Le PQ rétorque que, même s'il n'a pas demandé d'avis formels, des juristes ont attesté de la solidité des assises juridiques de la charte, dont Me Henri Brun, professeur à la Faculté de droit de l'Université Laval, l'ancienne juge de la Cour suprême Claire L'Heureux-Dubé et Julie Latour, ex-bâtonnière du Barreau de Montréal.

L'automne dernier, le ministre péquiste de la Justice, Bertrand St-Arnaud, avait refusé de rendre publics les avis juridiques sur la charte. Il invoquait le caractère confidentiel de tels avis et affirmait que jamais ceux-ci n'étaient divulgués.

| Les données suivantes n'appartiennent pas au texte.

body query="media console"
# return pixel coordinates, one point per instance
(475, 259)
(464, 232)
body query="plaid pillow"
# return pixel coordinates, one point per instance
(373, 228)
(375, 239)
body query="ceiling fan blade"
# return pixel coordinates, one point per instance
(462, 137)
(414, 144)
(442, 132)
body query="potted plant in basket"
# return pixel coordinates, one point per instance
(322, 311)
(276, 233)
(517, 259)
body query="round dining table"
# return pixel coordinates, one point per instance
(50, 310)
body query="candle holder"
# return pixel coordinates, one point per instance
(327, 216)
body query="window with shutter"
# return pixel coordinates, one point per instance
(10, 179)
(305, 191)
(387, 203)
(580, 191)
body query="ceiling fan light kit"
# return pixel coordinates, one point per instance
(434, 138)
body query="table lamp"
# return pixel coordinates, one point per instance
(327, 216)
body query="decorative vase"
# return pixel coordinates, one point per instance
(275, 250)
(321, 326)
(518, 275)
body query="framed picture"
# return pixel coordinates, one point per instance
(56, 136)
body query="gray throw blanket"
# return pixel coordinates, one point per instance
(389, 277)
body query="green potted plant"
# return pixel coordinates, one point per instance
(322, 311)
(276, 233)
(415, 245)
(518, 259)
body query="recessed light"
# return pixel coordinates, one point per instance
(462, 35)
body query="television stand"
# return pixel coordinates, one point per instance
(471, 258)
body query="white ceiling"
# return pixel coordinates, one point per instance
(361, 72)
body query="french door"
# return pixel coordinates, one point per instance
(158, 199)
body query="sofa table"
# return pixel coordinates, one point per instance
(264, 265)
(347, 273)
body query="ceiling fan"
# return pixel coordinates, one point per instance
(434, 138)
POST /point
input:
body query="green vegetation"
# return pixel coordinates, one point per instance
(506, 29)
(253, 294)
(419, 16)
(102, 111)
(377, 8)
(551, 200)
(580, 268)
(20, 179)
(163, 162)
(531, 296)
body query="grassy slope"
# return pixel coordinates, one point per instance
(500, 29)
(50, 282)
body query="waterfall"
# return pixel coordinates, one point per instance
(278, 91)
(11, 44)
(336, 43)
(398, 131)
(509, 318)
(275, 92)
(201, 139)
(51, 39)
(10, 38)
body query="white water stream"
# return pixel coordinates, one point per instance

La chef Pauline Marois a aussi fait référence à ces avis durant la campagne électorale pour expliquer qu'un gouvernement péquiste pourrait recourir à la clause dérogatoire afin d'éviter que la charte soit contestée devant les tribunaux. 

La ministre Vallée se demande maintenant à quoi M. St-Arnaud et Mme Marois faisaient référence. Elle soutient que des opinions livrées dans la sphère publique ou dans des mémoires en commission parlementaire ne constituent pas des avis juridiques. 

Pendant la campagne électorale, le chef libéral Philippe Couillard s'était engagé à divulguer les avis s'il était élu.

Le Parti libéral du Québec proposera son propre projet de loi sur la laïcité à partir des conclusions du comité présidé par le député libéral Gilles Ouimet, ancien bâtonnier du Québec.